Mr Date #4946329 was one keen green bean! I was barely out of the store before he messaged me, several times. Then several more times. I have fairly low tolerance for text message bombardment. As a rule of thumb, if someone doesn’t reply to a message for 20 minutes, it’s verging on harassment if you follow up 3 more times with the same message over the course of the next 10 minutes. Mr Date #4946329 did actually end up crossing over the date line, but as a contracts lawyer, I did feel that overlooking any discussion on GDPR and use of personal information was a rooky, rooky error and qualifies as a disaster.
“D” No.2 – Roses are red, violets are blue, barristers are bastards and I knew that too…
On a recent visit to London for some heated discussion on Force Majeure and limited liability clauses, I met a barrister. Barristers are an imperious species and generally speaking, think they’re superior to lawyers. Even though they are, that’s not the point. Under the guise of “picking my brains”, Mr Date #4387494 asked me for a drink. Frankly, I’d prefer to keep all of my brains and slowly erode them overtime with heavy drinking and stress rather than charitably donating segments of it to bastard barristers. Usually “picking brains” means one of two things: asking a few questions and then casually slipping in “could you get me a job at your firm?”, or, nodding at everything that’s said and then casually groping knees and elbows in the hope that your new acquaintance feels vulnerable enough to agree to a second date with you. I know because I’ve got a job and I’ve been on second dates.

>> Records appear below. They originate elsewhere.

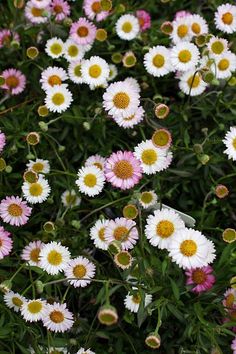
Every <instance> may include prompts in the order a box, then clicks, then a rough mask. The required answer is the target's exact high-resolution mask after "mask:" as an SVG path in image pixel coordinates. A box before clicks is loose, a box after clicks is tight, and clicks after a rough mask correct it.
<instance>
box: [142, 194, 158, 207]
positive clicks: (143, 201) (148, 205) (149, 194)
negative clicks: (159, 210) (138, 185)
mask: <svg viewBox="0 0 236 354" xmlns="http://www.w3.org/2000/svg"><path fill="white" fill-rule="evenodd" d="M156 202H157V194H156V193H155V192H154V191H145V192H142V193H141V195H140V197H139V203H140V204H141V205H142V207H143V208H144V209H148V208H150V207H151V206H153V205H155V204H156Z"/></svg>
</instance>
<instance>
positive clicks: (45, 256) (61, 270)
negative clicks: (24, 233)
mask: <svg viewBox="0 0 236 354" xmlns="http://www.w3.org/2000/svg"><path fill="white" fill-rule="evenodd" d="M39 260H40V262H39V266H40V267H41V268H42V269H43V270H45V271H46V272H47V273H48V274H51V275H56V274H58V273H59V272H61V271H63V270H64V269H65V268H66V267H67V264H68V262H69V260H70V252H69V250H68V248H67V247H65V246H62V245H61V243H60V242H55V241H52V242H50V243H48V244H46V245H44V246H43V247H42V249H41V251H40V253H39Z"/></svg>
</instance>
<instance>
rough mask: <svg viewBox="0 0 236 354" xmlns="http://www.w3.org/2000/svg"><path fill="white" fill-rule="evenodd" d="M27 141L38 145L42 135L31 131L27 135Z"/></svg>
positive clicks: (26, 140)
mask: <svg viewBox="0 0 236 354" xmlns="http://www.w3.org/2000/svg"><path fill="white" fill-rule="evenodd" d="M26 141H27V143H28V144H29V145H33V146H34V145H37V144H38V143H39V141H40V136H39V134H38V133H36V132H30V133H29V134H28V135H27V136H26Z"/></svg>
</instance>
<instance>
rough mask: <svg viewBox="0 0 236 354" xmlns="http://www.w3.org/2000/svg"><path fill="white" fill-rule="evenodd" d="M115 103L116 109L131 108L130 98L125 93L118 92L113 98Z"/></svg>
mask: <svg viewBox="0 0 236 354" xmlns="http://www.w3.org/2000/svg"><path fill="white" fill-rule="evenodd" d="M113 103H114V106H115V107H116V108H119V109H125V108H127V107H128V106H129V103H130V98H129V95H127V93H125V92H118V93H117V94H115V96H114V97H113Z"/></svg>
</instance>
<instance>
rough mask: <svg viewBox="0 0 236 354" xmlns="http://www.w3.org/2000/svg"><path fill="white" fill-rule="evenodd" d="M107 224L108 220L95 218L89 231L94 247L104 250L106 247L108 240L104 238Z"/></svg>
mask: <svg viewBox="0 0 236 354" xmlns="http://www.w3.org/2000/svg"><path fill="white" fill-rule="evenodd" d="M107 225H108V220H97V221H96V223H95V224H94V226H93V227H92V228H91V229H90V232H89V234H90V238H91V239H92V240H93V243H94V245H95V247H97V248H100V249H101V250H104V251H106V250H107V249H108V242H107V241H106V240H105V229H106V226H107Z"/></svg>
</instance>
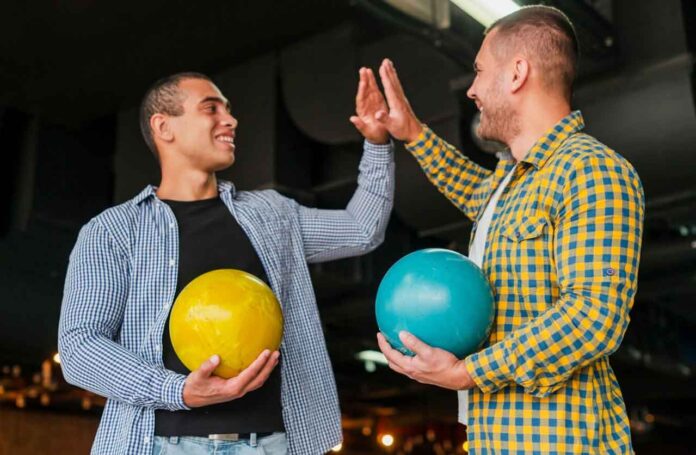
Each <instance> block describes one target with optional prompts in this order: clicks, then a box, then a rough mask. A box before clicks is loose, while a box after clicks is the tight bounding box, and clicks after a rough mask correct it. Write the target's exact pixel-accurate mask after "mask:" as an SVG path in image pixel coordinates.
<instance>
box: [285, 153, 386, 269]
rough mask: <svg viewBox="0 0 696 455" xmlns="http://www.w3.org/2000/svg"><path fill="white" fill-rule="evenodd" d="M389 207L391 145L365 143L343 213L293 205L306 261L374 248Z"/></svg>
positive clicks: (321, 209) (361, 253) (360, 252)
mask: <svg viewBox="0 0 696 455" xmlns="http://www.w3.org/2000/svg"><path fill="white" fill-rule="evenodd" d="M393 204H394V153H393V145H392V144H391V143H389V144H386V145H376V144H371V143H370V142H368V141H365V145H364V152H363V156H362V159H361V161H360V166H359V175H358V187H357V189H356V191H355V193H354V194H353V197H352V198H351V200H350V202H349V203H348V206H347V207H346V208H345V209H344V210H324V209H316V208H310V207H304V206H302V205H299V204H298V205H297V206H296V207H297V210H298V217H299V220H300V228H301V231H302V239H303V245H304V250H305V256H306V258H307V262H323V261H330V260H334V259H340V258H343V257H348V256H357V255H360V254H365V253H368V252H369V251H372V250H373V249H375V248H377V246H379V245H380V244H381V243H382V241H383V240H384V233H385V231H386V228H387V223H388V222H389V215H390V213H391V209H392V206H393Z"/></svg>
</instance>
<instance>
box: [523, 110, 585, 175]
mask: <svg viewBox="0 0 696 455" xmlns="http://www.w3.org/2000/svg"><path fill="white" fill-rule="evenodd" d="M584 127H585V120H584V119H583V118H582V114H581V113H580V111H573V112H571V113H570V114H568V115H567V116H565V117H563V118H562V119H561V121H559V122H558V123H556V125H554V126H553V127H552V128H551V129H550V130H549V131H548V132H547V133H546V134H544V135H543V136H542V137H541V138H540V139H539V140H538V141H537V142H536V143H535V144H534V146H532V148H531V149H529V152H528V153H527V156H525V157H524V158H522V160H521V161H522V162H524V163H529V164H531V165H532V166H534V167H535V168H537V169H539V168H541V167H543V166H544V164H545V163H546V161H547V160H548V159H549V158H550V157H551V155H553V153H554V152H555V151H556V149H558V147H560V145H561V144H562V143H563V142H564V141H565V140H566V139H567V138H568V137H570V136H571V135H572V134H574V133H577V132H578V131H580V130H582V129H583V128H584Z"/></svg>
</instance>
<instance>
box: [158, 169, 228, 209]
mask: <svg viewBox="0 0 696 455" xmlns="http://www.w3.org/2000/svg"><path fill="white" fill-rule="evenodd" d="M217 195H218V190H217V177H215V173H214V172H211V173H208V172H205V171H200V170H194V169H184V170H182V169H171V168H167V167H165V166H164V165H163V166H162V181H161V182H160V186H159V188H157V197H158V198H160V199H169V200H172V201H198V200H201V199H212V198H214V197H217Z"/></svg>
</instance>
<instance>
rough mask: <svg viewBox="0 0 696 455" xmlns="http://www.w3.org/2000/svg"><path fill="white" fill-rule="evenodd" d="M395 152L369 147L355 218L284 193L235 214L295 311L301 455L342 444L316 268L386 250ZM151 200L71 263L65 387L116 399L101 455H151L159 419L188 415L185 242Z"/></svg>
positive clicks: (255, 199) (106, 227)
mask: <svg viewBox="0 0 696 455" xmlns="http://www.w3.org/2000/svg"><path fill="white" fill-rule="evenodd" d="M393 173H394V164H393V153H392V146H391V145H383V146H377V145H373V144H370V143H367V142H366V143H365V152H364V154H363V158H362V161H361V163H360V174H359V176H358V188H357V190H356V192H355V194H354V195H353V198H352V199H351V201H350V202H349V204H348V206H347V208H346V209H345V210H320V209H314V208H307V207H303V206H301V205H299V204H297V203H296V202H295V201H293V200H291V199H288V198H286V197H283V196H281V195H280V194H278V193H277V192H275V191H271V190H268V191H258V192H257V191H252V192H235V190H234V187H233V186H232V184H230V183H229V182H220V184H219V193H220V197H221V198H222V200H223V201H224V203H225V205H226V206H227V207H228V208H229V209H230V212H231V213H232V215H233V216H234V217H235V218H236V219H237V221H238V222H239V224H240V226H241V227H242V229H243V230H244V231H245V232H246V234H247V235H248V236H249V239H250V241H251V243H252V244H253V245H254V248H255V249H256V251H257V253H258V254H259V257H260V259H261V263H262V264H263V266H264V268H265V270H266V273H267V275H268V277H269V280H270V284H271V287H272V288H273V291H274V292H275V294H276V296H277V297H278V300H279V301H280V303H281V306H282V308H283V314H284V317H285V327H284V330H285V333H284V337H283V342H282V345H281V358H282V362H281V377H282V389H281V390H282V402H283V419H284V422H285V428H286V431H287V436H288V444H289V453H291V454H300V455H307V454H320V453H325V452H327V451H328V450H329V449H330V448H331V447H333V446H335V445H336V444H338V443H339V442H340V440H341V420H340V418H341V416H340V410H339V404H338V398H337V393H336V385H335V382H334V377H333V373H332V371H331V362H330V360H329V356H328V353H327V350H326V344H325V341H324V337H323V333H322V328H321V321H320V319H319V312H318V309H317V305H316V300H315V296H314V292H313V289H312V283H311V279H310V275H309V270H308V267H307V263H308V262H321V261H328V260H332V259H338V258H342V257H347V256H355V255H359V254H364V253H367V252H369V251H371V250H372V249H374V248H376V247H377V246H378V245H379V244H380V243H381V242H382V240H383V238H384V232H385V229H386V226H387V222H388V219H389V214H390V211H391V208H392V205H393V191H394V177H393ZM155 190H156V189H155V188H153V187H152V186H149V187H147V188H145V190H143V191H142V192H141V193H140V194H139V195H138V196H136V197H135V198H134V199H132V200H130V201H128V202H126V203H124V204H121V205H119V206H116V207H113V208H111V209H108V210H106V211H105V212H103V213H102V214H100V215H99V216H97V217H95V218H94V219H92V220H91V221H90V222H89V223H87V224H86V225H85V226H84V227H83V228H82V230H81V232H80V235H79V237H78V240H77V244H76V245H75V248H74V250H73V252H72V254H71V256H70V264H69V267H68V274H67V277H66V283H65V293H64V298H63V306H62V310H61V319H60V326H59V334H58V349H59V352H60V356H61V363H62V367H63V373H64V375H65V378H66V379H67V380H68V381H69V382H70V383H72V384H75V385H78V386H80V387H83V388H85V389H87V390H91V391H93V392H95V393H98V394H100V395H103V396H105V397H107V398H108V400H107V404H106V407H105V409H104V413H103V416H102V419H101V423H100V425H99V430H98V432H97V436H96V439H95V442H94V445H93V447H92V453H93V454H108V455H118V454H123V455H133V454H143V455H144V454H148V455H149V454H151V453H152V443H153V435H154V423H155V416H154V410H155V409H168V410H171V411H180V412H185V410H186V409H187V408H186V406H185V404H184V402H183V398H182V392H183V386H184V380H185V378H186V377H185V376H184V375H180V374H176V373H174V372H172V371H169V370H166V369H165V368H164V364H163V361H162V347H161V343H162V332H163V329H164V324H165V321H166V319H167V315H168V314H169V311H170V307H171V305H172V303H173V301H174V298H175V295H174V293H175V291H176V281H177V269H178V261H179V258H178V253H179V239H178V229H177V225H176V219H175V217H174V214H173V213H172V211H171V209H169V207H168V206H167V205H166V204H164V203H162V202H161V201H160V200H159V199H158V198H157V196H156V194H155Z"/></svg>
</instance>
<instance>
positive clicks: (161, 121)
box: [150, 114, 174, 142]
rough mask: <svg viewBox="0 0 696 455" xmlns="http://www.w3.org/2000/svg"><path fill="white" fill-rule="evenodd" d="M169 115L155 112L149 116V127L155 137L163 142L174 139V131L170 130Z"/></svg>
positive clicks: (166, 141) (154, 136)
mask: <svg viewBox="0 0 696 455" xmlns="http://www.w3.org/2000/svg"><path fill="white" fill-rule="evenodd" d="M169 120H170V119H169V117H168V116H166V115H164V114H155V115H153V116H152V117H150V128H151V129H152V135H153V136H154V138H155V139H159V140H160V141H164V142H171V141H173V140H174V132H173V131H172V128H171V124H170V121H169Z"/></svg>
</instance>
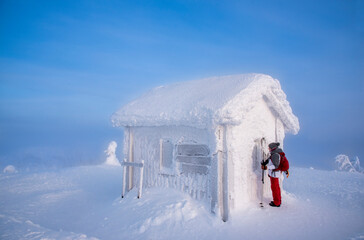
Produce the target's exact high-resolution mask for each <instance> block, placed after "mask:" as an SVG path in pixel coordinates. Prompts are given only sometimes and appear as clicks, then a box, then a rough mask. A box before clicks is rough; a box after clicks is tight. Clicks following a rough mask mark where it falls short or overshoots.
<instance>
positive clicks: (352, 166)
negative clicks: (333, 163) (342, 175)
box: [335, 154, 364, 173]
mask: <svg viewBox="0 0 364 240" xmlns="http://www.w3.org/2000/svg"><path fill="white" fill-rule="evenodd" d="M335 164H336V170H338V171H343V172H360V173H364V169H363V168H362V167H361V166H360V161H359V157H358V156H356V157H355V158H354V159H353V160H350V159H349V157H348V156H347V155H344V154H339V155H337V156H336V157H335Z"/></svg>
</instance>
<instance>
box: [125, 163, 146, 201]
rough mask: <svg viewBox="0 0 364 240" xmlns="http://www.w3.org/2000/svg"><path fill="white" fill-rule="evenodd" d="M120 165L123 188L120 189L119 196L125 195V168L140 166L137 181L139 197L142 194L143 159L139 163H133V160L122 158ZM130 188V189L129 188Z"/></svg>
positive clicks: (136, 166)
mask: <svg viewBox="0 0 364 240" xmlns="http://www.w3.org/2000/svg"><path fill="white" fill-rule="evenodd" d="M121 166H123V174H124V176H123V189H122V193H121V198H124V196H125V191H126V190H125V189H126V174H125V173H126V168H127V167H128V168H132V169H133V168H135V167H140V181H139V191H138V198H141V196H142V188H143V172H144V160H142V162H141V163H135V162H127V161H126V160H124V161H123V162H122V163H121ZM129 190H130V189H129Z"/></svg>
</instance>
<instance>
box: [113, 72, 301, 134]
mask: <svg viewBox="0 0 364 240" xmlns="http://www.w3.org/2000/svg"><path fill="white" fill-rule="evenodd" d="M262 98H263V99H264V100H265V101H266V103H267V104H268V106H269V107H270V109H271V110H272V112H273V113H274V114H276V116H278V117H279V118H280V119H281V120H282V122H283V124H284V126H285V131H286V132H289V133H293V134H297V133H298V131H299V122H298V118H297V117H296V116H295V115H294V114H293V113H292V109H291V107H290V105H289V102H288V101H287V99H286V94H285V93H284V92H283V91H282V89H281V86H280V83H279V81H278V80H276V79H273V78H272V77H271V76H268V75H265V74H239V75H230V76H219V77H211V78H205V79H201V80H196V81H187V82H179V83H174V84H170V85H167V86H160V87H157V88H154V89H152V90H151V91H149V92H148V93H146V94H145V95H144V96H142V97H140V98H138V99H136V100H134V101H132V102H130V103H128V104H126V105H125V106H123V107H122V108H121V109H119V110H118V111H117V112H115V113H114V114H113V115H112V117H111V120H112V123H113V125H114V126H171V125H173V126H192V127H198V128H204V127H207V126H209V125H210V124H234V125H235V124H239V123H240V122H241V120H242V119H243V118H244V115H246V114H245V113H247V112H248V111H249V110H250V109H252V107H254V104H255V103H256V102H257V101H258V100H260V99H262Z"/></svg>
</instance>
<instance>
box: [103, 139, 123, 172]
mask: <svg viewBox="0 0 364 240" xmlns="http://www.w3.org/2000/svg"><path fill="white" fill-rule="evenodd" d="M117 146H118V144H117V143H116V142H115V141H111V142H110V143H109V146H108V147H107V149H106V150H105V153H106V155H107V158H106V161H105V164H106V165H111V166H121V165H120V162H119V160H118V158H117V157H116V153H115V152H116V148H117Z"/></svg>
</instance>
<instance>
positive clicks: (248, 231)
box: [0, 166, 364, 240]
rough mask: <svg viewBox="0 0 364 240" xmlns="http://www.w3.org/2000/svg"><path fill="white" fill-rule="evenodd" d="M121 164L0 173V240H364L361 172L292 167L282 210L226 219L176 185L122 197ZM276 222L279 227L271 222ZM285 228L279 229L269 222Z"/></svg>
mask: <svg viewBox="0 0 364 240" xmlns="http://www.w3.org/2000/svg"><path fill="white" fill-rule="evenodd" d="M121 172H122V171H121V168H120V167H110V166H93V167H77V168H69V169H63V170H59V171H53V172H39V173H26V174H25V173H14V174H1V175H0V238H1V239H107V240H109V239H111V240H112V239H241V236H244V239H268V238H269V239H278V238H279V239H362V238H363V237H364V216H363V212H364V205H363V202H364V201H363V200H364V188H363V186H364V175H363V174H358V173H345V172H334V171H333V172H328V171H319V170H310V169H302V168H293V169H292V170H291V176H290V178H289V179H287V180H286V181H285V182H284V185H285V189H286V190H287V191H288V192H289V193H286V194H284V195H283V205H282V207H281V208H269V207H265V208H264V209H260V208H259V207H258V204H257V205H252V206H250V210H248V211H243V212H234V213H233V214H232V217H231V221H229V222H227V223H223V222H222V221H221V220H220V219H219V218H218V217H216V216H214V215H212V214H211V213H209V211H208V210H207V209H208V207H207V206H204V205H203V204H202V203H200V202H197V201H196V200H194V199H191V198H190V196H189V195H187V194H184V193H181V192H177V191H175V190H173V189H161V188H151V189H147V190H145V192H144V194H143V198H142V199H136V192H134V191H132V192H130V193H128V194H127V196H126V198H125V199H123V200H121V199H120V197H119V195H120V190H121ZM277 219H279V222H280V223H279V224H278V223H275V222H276V220H277ZM278 225H279V226H282V225H284V226H285V230H284V233H282V232H280V231H277V230H274V231H272V230H271V229H272V226H273V227H277V229H279V226H278Z"/></svg>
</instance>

I wasn’t thinking clearly and was obviously in need of nap because I said yes. Three gins, four whiskeys and half a dozen lost brain cells later, I was the sucker paying the £65 tab. Mr Date #4387494 had fallen down the toilet and disappeared round the bend after he’d excused himself to go to the bathroom. It is travesty that I had the unusual generosity of spirit to allow a barrister to speak to me, let alone “pick my brains”. A disaster that I reluctantly admit was my own doing: trusting the scummiest scum of them all – barristers.
“D” No. 3 – Tennis came too late to bat away this disaster
One sunny Sunday morning I woke up feeling unusually fresh after a lavish evening of more gin than tonic. I was looking forward to an ordinary Sunday of procrastination before a tennis match, when I suddenly remembered that I had agreed to meet an “aspiring” teacher for coffee. Mr Date #239049 was my first (and last) blind date, courtesy of my (now ex-)friend. Cautionary warning: when someone provides a “highlight” summary of their old flatmate who “just needs to meet someone nice” (no idea why she introduced him to me after saying that), ask the following direct questions:
- Does he have a nervous eye twitch?
- Is he going to teach English to children in the Gaza strip for three months because he “despises Israel”?
- Does he get the shakes if he’s not smoking?
- How fond of showering is he on a scale of “I’ve washed today” to “I’ve just been in a mosh pit at a Metallica concert”?
- Is he mal-nourished?
That was possibly the 7th quickest date I have ever had. I didn’t realise that such disasters could bring on the delayed onset of a hangover. Mr Date #239049 wasn’t just a disaster; he had caused an earthquake in my mind that manifested into an almighty hangover that could raise the dead. There I was, half crouched in the foetal position in the middle of Waitrose for 20 minutes wondering if there was anything I could buy as a legal pick me up that would allow me to play a tennis marathon for the next 4 hours severely hungover. I settled on a banana and sesame seed snacks so could continue my rock n’ roll lifestyle on court. It wasn’t my finest four hours, that’s for sure.
Disaster Dates are an aggressive reminder of how the single life is not to be undervalued. You’ll have more money, less hangovers and you can bask in the comfort of knowing your personal details are only being exploited by large global marketing companies and not by over-zealous vegephiles.